Craig Rusbult (rusbult@vms2.macc.wisc.edu)
Mon, 20 Oct 1997 14:50:48 -0500

Allan says,
>I think it is counterproductive to only use the term "action" to apply to
>the last 2 of these 3. That implies that God is not "acting" in
>everything else, and leads to the Sagan/Johnson picture where things go
>on independently of God except in rare (Johnson) or probably nonexistent
>(Sagan) cases of "action" or "intervention". As an aside, I don't know
>that we have any way of distinguishing #1 and #2 anyway, making this a
>less useful distinction.
... snip ...
>I go back to the question of describing lightning and thunder ....snip...
>What is *fundamentally*
>different about the evolution of life that makes it _a priori_ atheistic
>to call it "a natural process" when it is OK to use such language about
>other processes in God's creation?

These are good comments, important enough to start a new thread (I'll
do this later today, "theistic/deistic evolution") devoted to them,
independent of questions about NABT policy.

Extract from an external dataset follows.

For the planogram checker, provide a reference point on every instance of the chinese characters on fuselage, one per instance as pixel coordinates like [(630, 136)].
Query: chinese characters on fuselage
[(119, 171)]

***********************************

commenting on my use of "cannot",
>> <snip> But a claim that "evolution is a
>>natural process" -- which declares that TA *cannot* have occurred -- is
>>not compatible with a theistic view. }

Allan says,
>calling something a "natural process" doesn't equate to saying
>that TA *cannot* have occurred. It is at most a statement of belief that
>TA *did not* occur -- in other words that they believe that no
>supernatural intervention entered into the process.

You're right; thanks for the correction; a claim that TA "did not
occur" is more accurate,

because, as Allan correctly points out,
>saying that a
>specific process is not a result of supernatural intervention is not a
>statement that there is no supernatural whatsoever.